There's a comment by someone called David Hillman on this video: 


I know it's not exactly a rock solid source but I'd always wondered why no one seemed to point out the massive similarities in the works or criticise Williams for "ripping it off".


----------



## lumcas (Jan 4, 2019)

Sorry guys, this is getting rather confusing, are we talking Joseph McCarthy and Al Gore?


----------



## d.healey (Jan 4, 2019)

Mornats said:


> I know it's not exactly a rock solid source


That's true  I'll continue waiting for a decent source.



> I'd always wondered why no one seemed to point out the massive similarities in the works or criticise Williams for "ripping it off".

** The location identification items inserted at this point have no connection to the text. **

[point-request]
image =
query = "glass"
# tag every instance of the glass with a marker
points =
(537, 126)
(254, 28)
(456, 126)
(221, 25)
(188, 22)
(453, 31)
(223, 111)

You're not looking hard enough. There are plenty of people who have pointed this out over the years since it was released.

But don't hate on Williams, everyone borrows from Holst


----------



## artomatic (Jan 4, 2019)

Mornats said:


> There's a comment by someone called David Hillman on this video:
> 
> 
> I know it's not exactly a rock solid source but I'd always wondered why no one seemed to point out the massive similarities in the works or criticise Williams for "ripping it off".




Quite revealing.


----------



## PeterN (Jan 4, 2019)

Yea, well anyway, I find this concept offensive for artists - I mean people who really create - that its just pretty much a copy or steal everything anyway.

Not being the idiot here, I do understand, that if u were living in Sudan in 19th C you probably didnt write rock n roll in the year 1854 while feeding your camels, or so, and sure, theres always some amount of influence, but I do fear we have a whole bunch of uncreative idiots around now, who basically have been justified to just steal and copy. 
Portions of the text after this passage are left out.